Abbandonata ormai da tempo la fortunata serie del commissario Micuzzi, Cassani ha trovato la sua dimensione in una narrativa che, pur conservando una forte componente di mistero, poco e niente ha a che fare con le forme del giallo classico. Sono, quelle di Cassani, storie che muovono da vite in apparenza spiegate e prive di segreti, vite ordinarie che rivelano d’improvviso insospettate zone d’ombra.

Il protagonista di Nonostante le apparenze si chiama Pietro Delleri e di mestiere produce e realizza documentari. L’avvio del romanzo lo coglie in un inconsapevole momento di transizione: la sua vita è lì lì per prendere una direzione inaspettata. Evento scatenante sarà l’incontro con Giulia, psicologa quarantenne, nipote dello scrittore Ettore Federico Bacca, scomparso senza lasciare traccia dieci anni prima. Proprio a Bacca è dedicato uno dei documentari che Rai Storia ha commissionato a Pietro, parte di una serie dedicata a grandi scrittori italiani dimenticati.

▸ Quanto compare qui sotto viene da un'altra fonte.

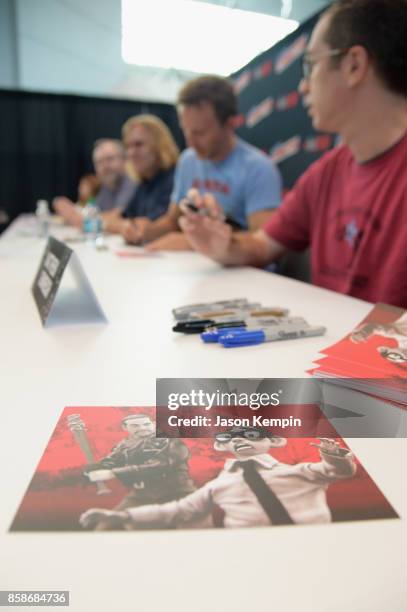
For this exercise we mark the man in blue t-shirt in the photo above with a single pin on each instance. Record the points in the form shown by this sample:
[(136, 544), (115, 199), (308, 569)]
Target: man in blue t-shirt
[(244, 180)]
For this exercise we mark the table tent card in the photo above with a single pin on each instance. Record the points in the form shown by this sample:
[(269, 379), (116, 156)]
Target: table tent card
[(62, 291)]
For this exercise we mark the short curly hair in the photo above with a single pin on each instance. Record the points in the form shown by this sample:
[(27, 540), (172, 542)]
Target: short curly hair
[(380, 26)]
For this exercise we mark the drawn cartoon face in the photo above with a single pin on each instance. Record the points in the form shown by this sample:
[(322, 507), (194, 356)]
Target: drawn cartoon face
[(394, 355)]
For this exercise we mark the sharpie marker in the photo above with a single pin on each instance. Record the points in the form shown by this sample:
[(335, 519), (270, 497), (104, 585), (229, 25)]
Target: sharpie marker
[(215, 332), (205, 213), (258, 336), (231, 314), (199, 326), (195, 310)]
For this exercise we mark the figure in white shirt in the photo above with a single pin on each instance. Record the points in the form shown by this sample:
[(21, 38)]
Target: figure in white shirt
[(253, 489), (396, 330)]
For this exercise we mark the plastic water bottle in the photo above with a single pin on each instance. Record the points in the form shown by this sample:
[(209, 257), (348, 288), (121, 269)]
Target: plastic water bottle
[(92, 222), (43, 218)]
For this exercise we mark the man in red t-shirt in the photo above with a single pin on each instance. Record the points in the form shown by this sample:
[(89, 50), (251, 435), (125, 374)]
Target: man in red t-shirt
[(350, 206)]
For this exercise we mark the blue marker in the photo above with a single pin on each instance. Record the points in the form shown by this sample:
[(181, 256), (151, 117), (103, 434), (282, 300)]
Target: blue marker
[(258, 336)]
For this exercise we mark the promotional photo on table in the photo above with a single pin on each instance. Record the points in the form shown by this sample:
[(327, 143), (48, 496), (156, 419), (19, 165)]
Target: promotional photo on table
[(204, 317)]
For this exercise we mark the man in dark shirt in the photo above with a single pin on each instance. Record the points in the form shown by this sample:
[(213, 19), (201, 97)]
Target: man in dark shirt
[(155, 470), (116, 188), (152, 155)]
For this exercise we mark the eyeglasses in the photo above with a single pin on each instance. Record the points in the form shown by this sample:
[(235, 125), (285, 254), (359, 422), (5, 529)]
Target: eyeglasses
[(248, 434), (308, 62)]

Quello che a un primo sguardo potrebbe sembrare il racconto di una ricerca, l’inseguimento, per così dire, dello scrittore scomparso, si rivela in realtà essere tutt’altro. Ciò che Nonostante le apparenze mette in scena è soprattutto la ragnatela di rapporti di cui la vita di Pietro è fatta. Il rapporto con la moglie Eva, innanzitutto; poi quello con Giaco, socio e migliore amico; e poi, via via, quello con suo padre, con Giulia, appena conosciuta, con Emma, vecchia amica ritrovata per caso. Ecco, il modo in cui tutti questi personaggi si incontrano e si scontrano, legati l’un l’altro da sotterranee e imprevedibili coincidenze, è il vero motore del romanzo. La scomparsa di Bacca, il mistero che quella scomparsa racchiude, è solo il sottofondo, il filo che attraversa l’intero racconto senza mai diventare davvero centrale.

Consumato conoscitore delle astuzie romanzesche, dei meccanismi che intrappolano il lettore in una storia, Cassani ha confezionato un romanzo teso e denso, sorretto da una prosa semplice, priva di inciampi, e da un grande, grandissimo senso del narrare.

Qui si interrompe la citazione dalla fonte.